Anju completed this task in the spring of 1823, describing the small islands of Vasilyevsky and Semenovsky, which, as it turned out, were mainly composed of continental ice. In the first half of the 20th century, they disappeared, in their place are now underwater banks. The final processing of materials was carried out by Anjou in Yakutsk.
The main result of the work was the creation of the best at that time map of the Novosibirsk Islands and the coast of Siberia between the mouths of Olenek and Indigirka. The highest estimate of the accuracy of astronomical and geodetic measurements was given by the largest Russian astronomer academician F.I. Schubert For the first time, the state of the ice in the Laptev Sea was studied, and throughout the expedition careful climatological, hydrographic, meteorological and ethnographic observations were carried out. Studies of Anjou laid the first weighty doubts about the existence of Sannikov Earth. Anjou traveled farther than Sannikov to the north, possessed better telescopes than Sannikov, and yet, even in clear weather, he did not see the land north of the Novosibirsk Islands. Given this, the Admiralty Department decided that Sannikov "saw the fog resembling the earth".

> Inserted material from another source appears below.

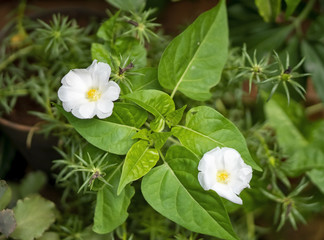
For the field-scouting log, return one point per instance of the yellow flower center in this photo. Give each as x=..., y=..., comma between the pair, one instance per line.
x=93, y=94
x=222, y=176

The expedition of Anjou began simultaneously with the expedition of Wrangel to the northern shores of Siberia and Chukotka, had equal tasks with it and ended with the same success. However, the journey of Anjou remained in the shadows due to an accident. The description of this expedition, along with almost all the materials, died during a fire in the house of Anjou. It was only at the cost of great efforts that historians were able to gather information about the study of Anjou in the Arctic on the reports and letters available in the archives of the Naval Ministry.
After finishing work in the Arctic, Anjou participated in an expedition along the shores of the Caspian and Aral seas, commanded the ships of the Baltic Fleet, participated in the Battle of Navarino, was a commander of the Kronstadt port. In 1866 he received the rank of full admiral.

The merits of Anjou are awarded orders of St. Stanislaus 1 degree (1847), St. Anna of 1 degree (1856), St. Vladimir of the 2nd degree (1863), White Eagle (1865).
He was buried in St. Petersburg at Smolensk Lutheran Cemetery: a granite cross on a pedestal, a fence of anchors, gun trunks, chains.
The archipelago, which includes the Kotel'niy Islands, Bunge Land, Faddeevsky, New Siberia, Belkovsky. The name is given by Soviet researchers.
Arrow (peninsula) in the north  Faddeevsky island. Called  by E.V. Toll in 1896.
Cape on the southwest coast Kotel'niy island. Opened and named in 1821 by the expedition of P.F. Anjou.
Lake on the border of Land Bunge and  Faddeevsky island.